Almost every trip we make requires walking and it is the cheapest, fairest and most sustainable form of transport. Council identified, various walking trips are occurring daily. A walking trip can originate from various places; home, school, shop, church, bus stop or parked vehicle etc. It is important that related infrastructure allows pedestrians to navigate walking in a safer manner.

This Pedestrian Access Plan proposes ways to have better connected and safer pedestrian walking within a shopping strip and around schools.  The investigations were undertaken through collection of data, observations, consultation with some users and stakeholders.

What is a draft Pedestrian Access Plan?

A draft Pedestrian Access Plan is prepared in the early stages of a project to develop and test measures to increase pedestrian safety and accessiblity. A Draft Plan can be changed or modified based on the testing results. Once a Draft Plan is agreed, a Final Plan will be developed.

What are the types of pedestrian crossing facilities?
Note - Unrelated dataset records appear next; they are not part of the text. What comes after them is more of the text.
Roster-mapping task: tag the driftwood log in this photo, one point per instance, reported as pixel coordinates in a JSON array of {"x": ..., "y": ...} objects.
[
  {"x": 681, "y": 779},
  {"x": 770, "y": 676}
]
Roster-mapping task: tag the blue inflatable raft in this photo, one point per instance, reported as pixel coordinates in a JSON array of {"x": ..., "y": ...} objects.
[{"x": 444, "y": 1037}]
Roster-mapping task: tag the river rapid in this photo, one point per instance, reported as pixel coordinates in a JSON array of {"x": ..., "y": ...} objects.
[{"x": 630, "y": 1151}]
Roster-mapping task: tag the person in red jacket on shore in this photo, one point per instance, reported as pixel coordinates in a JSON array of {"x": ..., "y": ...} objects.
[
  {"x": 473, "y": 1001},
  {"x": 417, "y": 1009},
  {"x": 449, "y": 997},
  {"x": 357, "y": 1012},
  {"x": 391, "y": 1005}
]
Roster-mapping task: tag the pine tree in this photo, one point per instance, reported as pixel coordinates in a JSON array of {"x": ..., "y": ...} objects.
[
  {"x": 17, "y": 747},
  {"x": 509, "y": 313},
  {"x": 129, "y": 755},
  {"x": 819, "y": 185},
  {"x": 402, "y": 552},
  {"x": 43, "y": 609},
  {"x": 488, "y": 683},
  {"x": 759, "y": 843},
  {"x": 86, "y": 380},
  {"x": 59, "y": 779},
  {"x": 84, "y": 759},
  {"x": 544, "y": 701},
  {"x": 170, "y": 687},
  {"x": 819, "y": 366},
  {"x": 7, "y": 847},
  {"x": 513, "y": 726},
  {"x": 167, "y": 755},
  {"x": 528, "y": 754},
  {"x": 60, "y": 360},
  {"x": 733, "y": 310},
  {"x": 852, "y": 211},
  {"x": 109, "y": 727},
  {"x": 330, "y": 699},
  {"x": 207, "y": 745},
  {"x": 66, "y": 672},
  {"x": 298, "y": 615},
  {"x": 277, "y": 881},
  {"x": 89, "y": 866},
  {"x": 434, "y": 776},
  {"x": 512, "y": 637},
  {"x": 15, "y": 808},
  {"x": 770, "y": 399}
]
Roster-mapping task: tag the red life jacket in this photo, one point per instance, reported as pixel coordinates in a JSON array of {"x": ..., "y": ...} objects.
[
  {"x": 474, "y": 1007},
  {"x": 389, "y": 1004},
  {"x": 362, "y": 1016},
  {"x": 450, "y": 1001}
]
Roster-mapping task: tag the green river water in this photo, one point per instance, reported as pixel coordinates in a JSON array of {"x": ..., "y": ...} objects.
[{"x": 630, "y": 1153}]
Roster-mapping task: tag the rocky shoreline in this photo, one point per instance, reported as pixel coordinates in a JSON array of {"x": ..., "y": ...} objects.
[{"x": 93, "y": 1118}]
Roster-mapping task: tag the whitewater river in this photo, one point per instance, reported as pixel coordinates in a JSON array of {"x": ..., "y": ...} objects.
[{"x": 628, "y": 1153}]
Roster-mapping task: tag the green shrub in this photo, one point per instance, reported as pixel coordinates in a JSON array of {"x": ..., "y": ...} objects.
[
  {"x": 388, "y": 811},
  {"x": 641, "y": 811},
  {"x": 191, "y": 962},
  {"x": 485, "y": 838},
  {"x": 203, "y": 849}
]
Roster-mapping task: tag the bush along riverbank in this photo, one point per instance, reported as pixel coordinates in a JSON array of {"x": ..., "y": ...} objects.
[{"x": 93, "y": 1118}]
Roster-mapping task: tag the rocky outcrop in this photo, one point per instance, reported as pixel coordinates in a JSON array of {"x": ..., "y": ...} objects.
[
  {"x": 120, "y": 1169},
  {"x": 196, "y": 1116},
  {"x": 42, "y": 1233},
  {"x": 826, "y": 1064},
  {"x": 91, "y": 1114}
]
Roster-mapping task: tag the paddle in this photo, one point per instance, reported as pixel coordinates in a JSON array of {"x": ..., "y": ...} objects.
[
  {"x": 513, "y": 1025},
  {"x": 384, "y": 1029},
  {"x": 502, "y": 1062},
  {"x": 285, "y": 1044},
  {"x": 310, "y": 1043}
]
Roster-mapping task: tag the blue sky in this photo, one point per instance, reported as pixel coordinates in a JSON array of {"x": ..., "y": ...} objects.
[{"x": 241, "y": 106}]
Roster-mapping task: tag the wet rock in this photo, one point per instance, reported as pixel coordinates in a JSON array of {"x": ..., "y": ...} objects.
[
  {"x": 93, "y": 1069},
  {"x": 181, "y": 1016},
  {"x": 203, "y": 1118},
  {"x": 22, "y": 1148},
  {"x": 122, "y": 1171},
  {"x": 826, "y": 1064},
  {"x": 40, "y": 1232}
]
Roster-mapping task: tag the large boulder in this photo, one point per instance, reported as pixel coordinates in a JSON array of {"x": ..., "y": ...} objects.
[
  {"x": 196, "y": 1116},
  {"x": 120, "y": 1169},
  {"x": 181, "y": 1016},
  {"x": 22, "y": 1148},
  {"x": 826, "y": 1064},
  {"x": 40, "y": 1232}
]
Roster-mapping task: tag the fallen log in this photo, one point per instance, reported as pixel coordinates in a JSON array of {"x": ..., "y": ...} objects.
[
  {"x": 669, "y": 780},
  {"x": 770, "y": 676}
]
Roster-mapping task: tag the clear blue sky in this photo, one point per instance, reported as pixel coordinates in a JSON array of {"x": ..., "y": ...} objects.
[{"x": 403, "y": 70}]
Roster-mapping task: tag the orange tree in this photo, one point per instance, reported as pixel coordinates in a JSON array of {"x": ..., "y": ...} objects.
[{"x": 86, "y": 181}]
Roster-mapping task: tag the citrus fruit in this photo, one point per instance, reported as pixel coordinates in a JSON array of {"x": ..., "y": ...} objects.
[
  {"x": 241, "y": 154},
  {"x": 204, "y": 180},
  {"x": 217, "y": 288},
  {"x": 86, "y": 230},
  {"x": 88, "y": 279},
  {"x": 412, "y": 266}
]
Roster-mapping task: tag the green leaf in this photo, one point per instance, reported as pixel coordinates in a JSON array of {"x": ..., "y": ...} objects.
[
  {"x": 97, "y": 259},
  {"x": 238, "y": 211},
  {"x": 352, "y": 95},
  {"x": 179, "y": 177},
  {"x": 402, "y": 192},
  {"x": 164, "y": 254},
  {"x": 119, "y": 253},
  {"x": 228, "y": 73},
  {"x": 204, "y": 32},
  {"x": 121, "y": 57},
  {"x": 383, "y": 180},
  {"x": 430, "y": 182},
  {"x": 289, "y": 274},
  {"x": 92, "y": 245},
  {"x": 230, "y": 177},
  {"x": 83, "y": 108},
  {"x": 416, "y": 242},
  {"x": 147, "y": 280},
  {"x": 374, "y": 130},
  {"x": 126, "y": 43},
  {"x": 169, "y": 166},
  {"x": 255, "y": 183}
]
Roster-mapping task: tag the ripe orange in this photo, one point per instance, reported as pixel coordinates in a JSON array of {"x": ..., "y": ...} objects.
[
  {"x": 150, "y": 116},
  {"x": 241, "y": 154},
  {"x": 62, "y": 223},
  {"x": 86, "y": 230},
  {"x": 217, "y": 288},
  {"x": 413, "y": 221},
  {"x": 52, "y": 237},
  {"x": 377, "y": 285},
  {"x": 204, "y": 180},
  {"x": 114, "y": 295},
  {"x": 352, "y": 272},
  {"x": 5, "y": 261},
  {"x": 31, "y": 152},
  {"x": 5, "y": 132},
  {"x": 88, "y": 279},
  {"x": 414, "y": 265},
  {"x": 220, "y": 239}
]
The main types of crossing facilities are:

  • Pedestrian refuge island

  • Marked (zebra) crossing at road level

  • Marked (zebra) crossing on a raised threshold (also called as a 'wombat crossing')

  • Children’s crossing (operates only during morning and afternoon peak times during school days)
  • Signalised crossing

Selection of a type of crossing appropriate for a site primarily depends on number of pedestrians crossing in and around, number of vehicles travelling through and site configuration. All pedestrian crossing design requires approval from Roads & Maritime Services and Local Traffic Committee which is a technical committee.

Will there be loss of parking with introduction of pedestrian crossings?

Generally, the installation of pedestrian crossings result in loss of kerbside parking.

For pedestrian refuge islands and marked (zebra) pedestrian crossings, it is necessary to provide up to 20 metres of No Stopping zones on the approaches and 10 metres of No Stopping on departure to the crossing to ensure motorists have good visibility of pedestrians in and around the crossing. These No Stopping zones can be reduced by extending the kerb line. 

What measures are available for reducing speed on a public road?

Roads & Maritime Services approval is required to change a speed limit of a public road.

To reduce speeding, the installation of raised thresholds, speed cushions and slow points with kerb extensions are commonly used. In addition to the speed and traffic volume data, existing road width, potential loss of parking and landuses are also taken into account when assessing which measure is more appropriate for the location. 

Can all pedestrian crossing points be signalised to improve safety?

The installation of traffic signals is managed and controlled by Roads & Maritime Services. There are number of factors influencing the provision of traffic signals, including traffic and pedestrian volumes, accident statistics, cost, and practicality etc.